Fortitude

Another paraphrased anecdote, this from a friend of mine. This is the story of six weeks in his life.

“First, my mother fell and broke her arm, so she couldn’t work. Then my brother went off his meds [for bipolar disorder] and freaked out. He started destroying things. He kicked in Mom’s front door, cut the cable line, cut the freon line in her refrigerator, put a giant nail in my truck tire.

“My mom moved out, went to go stay with a friend. She was scared of my brother. When he called to find out when she was coming home, she told him that. He apologized, packed a bag, and went on a 65-mile hike.

“Now, in the meantime, I was smelling something bad in my apartment (M lives in one of five row houses in McKees Rocks).
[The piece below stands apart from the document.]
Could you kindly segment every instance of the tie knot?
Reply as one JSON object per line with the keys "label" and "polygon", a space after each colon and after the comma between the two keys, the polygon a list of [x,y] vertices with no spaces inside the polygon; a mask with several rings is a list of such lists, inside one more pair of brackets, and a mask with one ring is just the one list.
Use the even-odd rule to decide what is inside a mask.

Plus I was starting to have really bad back pain. I was cleaning obsessively trying to find the smell and get rid of it. This went on for nearly two weeks. Finally, I was lying on my living room floor, writhing in pain, and screaming about this smell in my apartment.
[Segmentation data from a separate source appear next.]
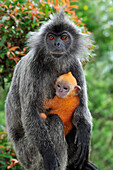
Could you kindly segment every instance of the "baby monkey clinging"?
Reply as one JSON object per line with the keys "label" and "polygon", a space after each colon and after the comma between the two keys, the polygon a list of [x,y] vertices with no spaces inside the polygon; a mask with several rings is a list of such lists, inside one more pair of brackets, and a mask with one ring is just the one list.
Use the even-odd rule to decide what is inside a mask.
{"label": "baby monkey clinging", "polygon": [[[69,72],[58,77],[54,88],[56,96],[44,101],[44,108],[50,109],[49,114],[57,114],[61,118],[64,133],[67,135],[73,127],[72,115],[80,104],[78,94],[81,87],[77,85],[76,79]],[[41,117],[46,118],[43,113],[41,113]]]}

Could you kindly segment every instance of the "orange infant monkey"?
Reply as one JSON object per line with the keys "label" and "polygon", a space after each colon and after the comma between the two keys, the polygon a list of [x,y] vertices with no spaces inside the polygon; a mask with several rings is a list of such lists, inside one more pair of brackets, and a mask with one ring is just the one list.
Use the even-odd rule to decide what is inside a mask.
{"label": "orange infant monkey", "polygon": [[[57,78],[54,88],[56,89],[56,96],[53,99],[48,99],[44,102],[44,109],[51,109],[49,114],[57,114],[63,124],[65,136],[73,127],[72,116],[80,104],[79,91],[80,86],[71,72],[63,74]],[[46,119],[46,114],[41,113],[41,117]]]}

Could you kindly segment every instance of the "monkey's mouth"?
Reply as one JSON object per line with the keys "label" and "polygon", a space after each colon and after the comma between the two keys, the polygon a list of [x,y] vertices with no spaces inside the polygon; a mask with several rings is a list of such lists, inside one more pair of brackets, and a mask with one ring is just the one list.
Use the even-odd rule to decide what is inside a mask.
{"label": "monkey's mouth", "polygon": [[62,55],[64,55],[64,52],[55,51],[55,52],[51,52],[51,54],[56,58],[60,58],[62,57]]}

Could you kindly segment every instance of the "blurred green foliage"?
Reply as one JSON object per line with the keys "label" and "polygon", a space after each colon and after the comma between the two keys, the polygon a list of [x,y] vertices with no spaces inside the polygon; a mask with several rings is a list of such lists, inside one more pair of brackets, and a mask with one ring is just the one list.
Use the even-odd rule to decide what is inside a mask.
{"label": "blurred green foliage", "polygon": [[[5,90],[0,87],[1,132],[5,131],[5,98],[15,62],[27,53],[24,43],[28,32],[40,27],[43,21],[48,20],[48,15],[57,9],[54,8],[54,3],[50,5],[46,3],[47,1],[32,2],[2,0],[2,6],[0,5],[0,85],[6,87]],[[94,123],[90,158],[100,170],[111,170],[113,169],[113,3],[111,0],[84,0],[79,1],[77,5],[79,8],[76,8],[75,14],[80,19],[75,17],[74,21],[84,28],[82,22],[86,24],[93,33],[96,44],[96,57],[90,59],[84,71],[89,108]],[[34,10],[36,8],[38,10]],[[15,165],[11,162],[13,158],[16,157],[12,146],[7,142],[6,134],[1,133],[0,167],[5,170],[9,165],[11,169],[23,169],[18,163]]]}
{"label": "blurred green foliage", "polygon": [[89,108],[93,115],[91,160],[102,170],[113,169],[113,2],[79,1],[76,14],[95,39],[96,57],[85,70]]}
“So I went to the hospital. They diagnosed me with kidney stones, sent me home with pain killers, and I waited for them to pass. After sleeping for 24 hours, and then passing the stone, I felt a lot better.

“But the smell was still there. Now I kept asking my neighbors if everything was all right. They are two [mentally challenged]* women who live with their crazy mother. (She really was crazy — 91, with dementia.) Was their refrigerator working? Did they need help taking out the garbage? They kept saying everything was fine.”
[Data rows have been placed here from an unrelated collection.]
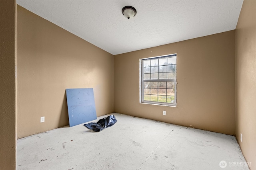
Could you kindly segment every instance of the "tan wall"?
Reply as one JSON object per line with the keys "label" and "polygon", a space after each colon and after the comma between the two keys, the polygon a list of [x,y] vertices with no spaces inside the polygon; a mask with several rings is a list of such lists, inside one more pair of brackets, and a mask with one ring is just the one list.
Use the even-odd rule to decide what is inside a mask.
{"label": "tan wall", "polygon": [[16,168],[16,1],[0,1],[0,169]]}
{"label": "tan wall", "polygon": [[244,1],[235,39],[236,135],[252,170],[256,170],[256,1]]}
{"label": "tan wall", "polygon": [[93,88],[97,116],[112,112],[113,55],[20,6],[17,11],[18,138],[69,124],[66,88]]}
{"label": "tan wall", "polygon": [[[115,55],[115,111],[234,134],[234,33]],[[177,107],[140,104],[139,59],[176,53]]]}

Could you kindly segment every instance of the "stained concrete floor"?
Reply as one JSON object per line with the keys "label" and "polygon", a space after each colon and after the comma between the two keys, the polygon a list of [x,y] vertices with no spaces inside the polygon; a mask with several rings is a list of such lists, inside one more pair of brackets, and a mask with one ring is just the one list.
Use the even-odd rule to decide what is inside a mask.
{"label": "stained concrete floor", "polygon": [[234,136],[112,114],[117,123],[100,132],[81,124],[18,139],[17,169],[249,169]]}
[*My friend is probably the least politically correct person I know. He used a different word here.]

You see where this is going don’t you?

“Finally, I’m cutting So-and-So’s hair (my friend is a stylist who works out of his home), and asking her if she can smell it — because by now I’m sure it’s in my head — and she like, yeah, and then the flies started. So-and-so is a social worker, and she’s just like, ‘That’s bad, M. That’s really bad. Call the cops.'”

So he did.

The woman had been dead nearly five weeks. Three weeks later, and the house is still being cleaned out (although, thankfully, the smell is gone.) Oh, and his brother finally called.

“Frere,” he said. “I’ve got blisters the size of which you wouldn’t even believe.” My friend went to pick him up.

I have friends going through hard, hard things. Divorces, foreclosures, a mother with breast cancer (caught early), miscarriages, unemployment, children with autism. I have a friend who struggled for years with infertility, finally had a daughter, moved to BFE for her husband’s job, and is now divorced and single-momming it.

And all these friends of mine, they keep moving forward. Sometimes they let me see the struggle, they let me help if I can. I think they are so strong. I mentioned this to M, my friend from the story above.

“They are thankful,” he said simply. “They have something that keeps them grounded, something they are grateful for. Look at you and Dan.”

He was referring to our loss of Gabriel. I’ve known M longer than I’ve known my husband; he was the first person at the hospital when I discovered Gabriel was dead.

“You are the bravest woman I know,” he said.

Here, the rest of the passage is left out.